Was the introduction of Jivan in plot construction an anomaly of the text? If his character represented universal assumptions, but those that could not fundamentally materialise in action, could the universal assumptions not have been located in the characters from within the society itself, such as Videselie or Rishang, that may have allowed the assumptions to acquire ideological concreteness? After all, both these characters were products of experiences, relations and materiality that transcended their local, societal context. Further, if this were true, then was a key problem of the text its inability to produce the ideological subject that was temporal, and which could, therefore, fashion the contours of the social, political or spatial re-making of the society?
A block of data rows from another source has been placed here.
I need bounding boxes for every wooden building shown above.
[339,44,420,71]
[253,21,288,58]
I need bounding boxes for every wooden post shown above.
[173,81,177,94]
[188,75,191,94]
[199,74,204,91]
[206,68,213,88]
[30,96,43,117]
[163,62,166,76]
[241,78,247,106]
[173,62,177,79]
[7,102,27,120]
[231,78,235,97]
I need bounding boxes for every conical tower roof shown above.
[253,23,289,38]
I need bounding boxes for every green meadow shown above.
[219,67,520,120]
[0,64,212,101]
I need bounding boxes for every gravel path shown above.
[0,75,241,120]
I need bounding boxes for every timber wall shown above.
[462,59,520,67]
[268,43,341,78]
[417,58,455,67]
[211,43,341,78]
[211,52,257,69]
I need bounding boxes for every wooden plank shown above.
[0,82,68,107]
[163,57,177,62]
In fact, to extend the argument further, the text was perhaps faced with an instance of peculiar textual rupture. The instance of rupture was the inability to produce that ideological subject from within, but also requiring to eliminate the character that caused the textual rupture.   

Nevertheless, a text like Yaruingam is still relevant, especially given the transformative moment that Assam, or North East India, presently inhabits. Though thematised on the Naga movement, the novel is as much about an Assamese literary imagination of the “people’s rule.” An early post-colonial text like Yaruingam was centred on ideals which were universal and processes which were trans-spatial, while the location of these ideals and processes in the local context excluded the production of a transformative ideological subject from within in the text. The ideological subject here is one who can act to fashion the contours of the social, political or spatial remaking of the society. In the case of Yaruingam, the way out of the textual problem, produced by the plot itself, was through the symbolism in Jivan’s death. Even if the text recognised that the “local” or the microhistory of time and place was influenced by the universal or the trans-spatial, what it could not construct was the transformative ideological subject of the “local.” In the process, if a character like Jivan could not become ideological, those like Rishang were not bearers of the universal.  

This point perhaps also takes one to possibilities of creatively exploring a particular trend in contemporary knowledge production pertaining to Assam or North East India. If contemporary knowledge production has broken new grounds of trans-spatially mapping and locating the history and culture of the region, it is perhaps as much important to focus on the production of the ideological beings in or despite such a trans-spatial context. If the trans-spatial mapping has once again foregrounded the importance of materiality of life in the region, it is important to explore what subjects materiality produces in the specific context. Else, scholarship today will find itself in the same bind that once ruptured texts like Yaruingam in the early postcolonial moment.